Du changement pour les futurs soignants

  • Fin de l’intérim

Les jeunes soignants ne pourront plus travailler en intérim dès leur sortie d'école, mais devront au préalable exercer "dans un autre cadre", salarié ou libéral, "pendant une durée minimale" qui sera fixée par décret. Le Gouvernement souligne que cette pratique "déstabilise les équipes" et coûte de plus en plus en cher aux hôpitaux : 500 millions d'euros en 2013, plus de 1,4 milliard en 2018.

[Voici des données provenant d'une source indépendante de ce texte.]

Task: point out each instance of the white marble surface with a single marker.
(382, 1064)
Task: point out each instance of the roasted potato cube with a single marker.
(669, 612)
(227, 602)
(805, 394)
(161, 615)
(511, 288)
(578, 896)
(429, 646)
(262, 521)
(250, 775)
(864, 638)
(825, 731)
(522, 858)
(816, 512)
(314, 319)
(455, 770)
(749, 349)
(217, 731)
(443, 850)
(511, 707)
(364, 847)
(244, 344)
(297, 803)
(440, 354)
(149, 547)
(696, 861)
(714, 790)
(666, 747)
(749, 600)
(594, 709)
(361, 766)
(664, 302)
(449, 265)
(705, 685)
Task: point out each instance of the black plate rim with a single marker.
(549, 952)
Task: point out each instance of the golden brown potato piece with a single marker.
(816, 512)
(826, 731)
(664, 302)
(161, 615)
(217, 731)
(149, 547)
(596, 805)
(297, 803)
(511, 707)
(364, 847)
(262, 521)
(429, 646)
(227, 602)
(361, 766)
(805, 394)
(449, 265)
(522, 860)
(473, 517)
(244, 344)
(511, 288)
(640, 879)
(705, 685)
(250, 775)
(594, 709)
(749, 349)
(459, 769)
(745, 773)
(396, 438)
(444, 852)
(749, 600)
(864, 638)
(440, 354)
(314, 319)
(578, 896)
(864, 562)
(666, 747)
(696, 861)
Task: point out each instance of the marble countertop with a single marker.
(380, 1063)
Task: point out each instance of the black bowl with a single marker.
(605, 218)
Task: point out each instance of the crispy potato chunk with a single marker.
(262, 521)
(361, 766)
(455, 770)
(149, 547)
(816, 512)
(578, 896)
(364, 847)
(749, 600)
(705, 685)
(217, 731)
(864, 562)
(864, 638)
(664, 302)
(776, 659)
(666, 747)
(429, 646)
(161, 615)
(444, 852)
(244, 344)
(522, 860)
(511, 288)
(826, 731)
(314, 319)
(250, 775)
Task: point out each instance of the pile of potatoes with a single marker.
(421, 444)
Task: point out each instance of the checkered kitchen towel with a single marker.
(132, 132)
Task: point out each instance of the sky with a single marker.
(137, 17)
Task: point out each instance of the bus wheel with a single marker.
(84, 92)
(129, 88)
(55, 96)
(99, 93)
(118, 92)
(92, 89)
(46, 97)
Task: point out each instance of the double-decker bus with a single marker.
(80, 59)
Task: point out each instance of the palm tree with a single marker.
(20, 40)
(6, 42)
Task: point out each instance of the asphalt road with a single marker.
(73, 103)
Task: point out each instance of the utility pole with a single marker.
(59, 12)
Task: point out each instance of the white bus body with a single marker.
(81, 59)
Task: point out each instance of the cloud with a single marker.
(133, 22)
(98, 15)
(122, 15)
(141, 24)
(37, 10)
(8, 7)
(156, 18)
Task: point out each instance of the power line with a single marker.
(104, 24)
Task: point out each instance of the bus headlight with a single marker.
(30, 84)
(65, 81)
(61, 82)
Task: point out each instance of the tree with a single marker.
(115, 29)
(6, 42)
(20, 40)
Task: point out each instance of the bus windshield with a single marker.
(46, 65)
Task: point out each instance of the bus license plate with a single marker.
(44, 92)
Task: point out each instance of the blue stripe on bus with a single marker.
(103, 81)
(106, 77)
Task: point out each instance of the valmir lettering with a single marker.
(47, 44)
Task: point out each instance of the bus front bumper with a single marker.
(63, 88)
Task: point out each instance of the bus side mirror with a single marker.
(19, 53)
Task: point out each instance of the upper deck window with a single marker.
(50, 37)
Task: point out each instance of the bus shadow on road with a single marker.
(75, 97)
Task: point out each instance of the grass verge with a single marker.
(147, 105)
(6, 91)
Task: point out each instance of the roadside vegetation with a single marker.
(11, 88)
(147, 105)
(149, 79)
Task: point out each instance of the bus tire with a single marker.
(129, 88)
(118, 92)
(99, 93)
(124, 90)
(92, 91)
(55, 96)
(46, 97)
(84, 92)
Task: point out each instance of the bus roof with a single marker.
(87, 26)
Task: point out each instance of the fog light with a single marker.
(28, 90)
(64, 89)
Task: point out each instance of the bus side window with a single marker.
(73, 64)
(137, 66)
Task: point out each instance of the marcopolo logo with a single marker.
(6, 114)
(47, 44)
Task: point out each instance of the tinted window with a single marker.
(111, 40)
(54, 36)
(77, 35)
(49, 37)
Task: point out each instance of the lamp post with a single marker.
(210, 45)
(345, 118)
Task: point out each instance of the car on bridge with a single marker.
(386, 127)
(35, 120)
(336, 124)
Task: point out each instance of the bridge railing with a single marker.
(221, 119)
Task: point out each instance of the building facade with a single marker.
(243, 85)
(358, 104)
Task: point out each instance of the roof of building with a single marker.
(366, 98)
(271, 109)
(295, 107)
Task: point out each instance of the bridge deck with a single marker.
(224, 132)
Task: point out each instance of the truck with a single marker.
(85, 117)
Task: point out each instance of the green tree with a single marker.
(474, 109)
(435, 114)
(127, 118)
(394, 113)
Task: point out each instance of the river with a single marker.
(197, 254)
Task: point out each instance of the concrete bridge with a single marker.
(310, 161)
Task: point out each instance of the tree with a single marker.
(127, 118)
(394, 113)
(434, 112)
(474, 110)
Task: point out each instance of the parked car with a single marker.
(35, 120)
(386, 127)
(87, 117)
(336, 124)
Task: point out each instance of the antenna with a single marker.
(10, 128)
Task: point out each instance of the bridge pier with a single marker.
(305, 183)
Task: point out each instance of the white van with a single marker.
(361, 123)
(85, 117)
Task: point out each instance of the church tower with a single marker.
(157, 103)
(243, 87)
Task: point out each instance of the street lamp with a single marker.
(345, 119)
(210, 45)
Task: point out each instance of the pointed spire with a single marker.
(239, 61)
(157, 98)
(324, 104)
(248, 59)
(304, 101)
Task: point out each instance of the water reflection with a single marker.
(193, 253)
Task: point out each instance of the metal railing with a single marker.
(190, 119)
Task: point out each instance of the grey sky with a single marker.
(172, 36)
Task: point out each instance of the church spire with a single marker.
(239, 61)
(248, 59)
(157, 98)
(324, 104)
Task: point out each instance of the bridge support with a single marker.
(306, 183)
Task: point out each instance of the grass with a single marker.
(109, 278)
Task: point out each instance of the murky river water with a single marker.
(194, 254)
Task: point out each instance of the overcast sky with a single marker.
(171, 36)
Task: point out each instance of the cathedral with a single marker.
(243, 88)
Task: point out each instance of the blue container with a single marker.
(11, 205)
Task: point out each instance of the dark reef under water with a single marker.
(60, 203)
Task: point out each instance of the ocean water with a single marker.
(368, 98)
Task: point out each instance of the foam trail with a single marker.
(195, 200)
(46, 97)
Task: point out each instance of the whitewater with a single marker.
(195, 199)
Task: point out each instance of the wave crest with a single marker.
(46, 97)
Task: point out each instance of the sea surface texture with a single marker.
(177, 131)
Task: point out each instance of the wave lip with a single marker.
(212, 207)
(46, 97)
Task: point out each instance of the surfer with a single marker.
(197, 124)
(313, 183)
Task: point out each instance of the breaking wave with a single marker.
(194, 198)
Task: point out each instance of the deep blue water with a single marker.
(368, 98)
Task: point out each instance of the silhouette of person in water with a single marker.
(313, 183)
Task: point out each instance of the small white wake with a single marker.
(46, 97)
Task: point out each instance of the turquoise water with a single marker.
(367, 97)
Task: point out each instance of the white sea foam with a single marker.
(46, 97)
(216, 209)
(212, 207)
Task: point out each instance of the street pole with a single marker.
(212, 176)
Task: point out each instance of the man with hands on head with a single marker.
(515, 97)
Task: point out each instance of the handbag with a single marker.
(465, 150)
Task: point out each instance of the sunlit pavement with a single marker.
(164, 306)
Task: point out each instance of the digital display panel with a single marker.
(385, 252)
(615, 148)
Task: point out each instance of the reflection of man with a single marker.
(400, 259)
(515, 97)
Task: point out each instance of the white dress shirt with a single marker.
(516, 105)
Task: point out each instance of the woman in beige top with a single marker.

  • Une année de plus en médecine pour les futurs généralistes

La mesure fait hurler l'Intersyndicale nationale des Internes (ISNI). Le texte annonce la création d'une quatrième année de consolidation pour obtenir son diplôme d'études spécialisées de médecine général, avec des stages hors de l'hôpital et "en priorité" dans les déserts médicaux. L'objectif: aligner cette formation (actuellement de 9 ans) sur celle des autres spécialités (de 10 à 12 ans) et former les élèves à l'exercice libéral pour faciliter leur future installation. 

Pour la présidente de l'ISNI, Olivia Fraigneau, il s'agit là "une fois de plus de faire des internes la variable d'ajustement d'une politique de santé au rabais". Le syndicat craint une "augmentation des inégalités de soins" selon les territoires en envoyant des "stagiaires soigner les plus nécessiteux". Et dénonce une solution "poudre aux yeux". Depuis lundi 10 octobre, les internes ont entamé une grève pour protester contre ces mesures et un rassemblement devant le ministère de la Santé est prévu vendredi 14 octobre.

Effectifs et objectifs renforcés dans les Ehpad

Le budget prévoit quelque 3 000 infirmiers et aides-soignants en plus dans les Ephad. Voici la première étape d'un plan qui vise à 50 000 recrutements supplémentaires d'ici 2027, "conformément aux engagements présidentiels". S'y ajouteront 4 000 places additionnelles dans les services d'aide à domicile. Le PLFSS prévoit aussi dans son plan d'aide aux personnes âgées en perte d'autonomie, l'ajout de deux heures de vie sociale par semaine consacrées à des "stimulations de la mémoire" et à la prévention de la perte d’autonomie.

Après le scandale de le scandale Orpea, le gouvernement complète les mesures déjà prises en matière de surveillance et de régulation financière des établissements médico-sociaux. En élargissant notamment les pouvoirs de contrôle, de sanctions et de recouvrement des agences administratives.

Garde d'enfants et familles monoparentales

Concernant l’enfance, l'aide financière versée aux familles qui font garder leur enfant par une assistante maternelle va être réévaluée. Ce, afin que leur reste à charge soit le même que si l'enfant bénéficiait d'une place en crèche.

Les familles monoparentales percevront désormais l'aide financière à la garde d'enfants jusqu'à l'entrée au collège et non plus jusqu'au début du CP. Et ce complément du libre choix de mode de garde (ou CMG) sera désormais partagé entre les deux parents en cas de garde alternée. 

Enfin, l'allocation de soutien familial (ou pension alimentaire minimale) versée par les CAF à un parent isolé en cas de défaillance de l'autre parent sera revalorisée de 50%, de 123 à 185 euros par mois.

Téléconsultations

Les arrêts de travail prescrits en téléconsultation par un autre professionnel que le médecin traitant ou un médecin vu au cours des 12 derniers mois ne seront plus remboursés, sauf exceptions.